Re-Nu, that’s the name I was looking for. All the generics out there are rebranded Re-Nu and that’s what isn’t compatible with Hydragel. Looking online, B&L Dailies aren’t Hydragel, so it’s moot.

Do you’re eyes still hurt when your contacts are out or do they feel better then?
If they hurt 24 hours a day, then there’s probably something going on with your eye (a stye maybe? Blink ouch, blink ouch, blink ouch, but no redness, it’s like a little red zit on the very edge of your eyelid, very hard to see it). If as soon as you take your contacts out your eye feels better, then it’s a contact issue, but since you’re using dailies, that’s probably not it.

If these weren’t dailies, I’d say it was just time for a new pair.
For most people that wear 2 week or 30 day lenses, they don’t really pay attention to the calender and just swap them when they start bothering their eyes. You get a pretty good feel for it after a while, but it’s probably about 50% longer then the box says you’re supposed to wear them.

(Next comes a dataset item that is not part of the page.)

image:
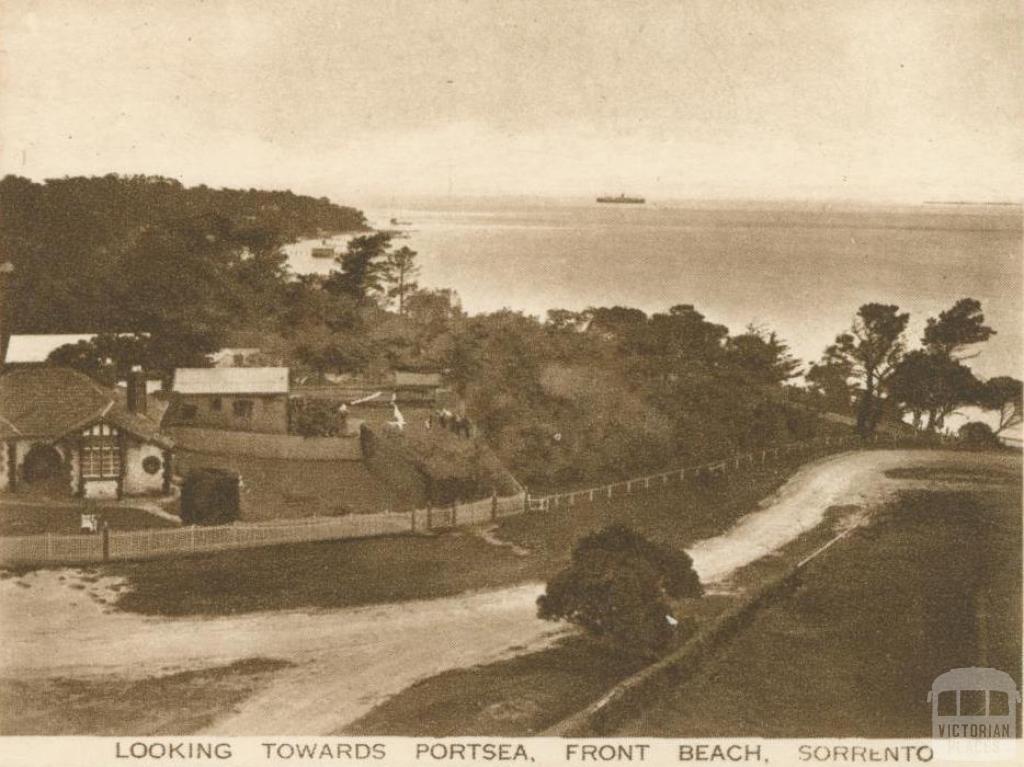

When I first started wearing contacts (1998 or so) I had a lot of problems with them for the first year. But I was stubborn and stuck with it. After a year or so it was time for a new prescription. I mentioned the problems to the eye doctor and he asked what solution I was using. I said ReNu. ‘Well, there’s your problem. Change solutions.’ Turns out ReNu is a bit lackluster (though for some folks it’s fine). Perhaps it is better now in 2013, also. He switched me to Optifree and the problems went way, way down. I have switched again since then, but mainly because I don’t have easy access to my old brand anymore. But for me anything is better than ReNu and I won’t go near it again.

Just my 2 cents.

Sounds like you’re getting into presbyopia, and you’re certainly in the right age range. I was worried about getting bifocals, too, but honestly, I found them to be a relief. I guess I really needed them or something! Yes, there is an adjustment period and be careful going down stairs until you get used to them but as I said, they were a relief because I could read and do close up work again. Just wanted you to hear something positive about them.

Dailies FTW! Changed my life, no more fiddly, blind rubbing of invisible little contacts. Stick with the dailies, is my advice. You couldn’t pay me to go back, and I’ll only change for “laser eyes” now. (My friend had laser eye surgery, and assures us all that he now has “laser eyes” and can see us all naked.)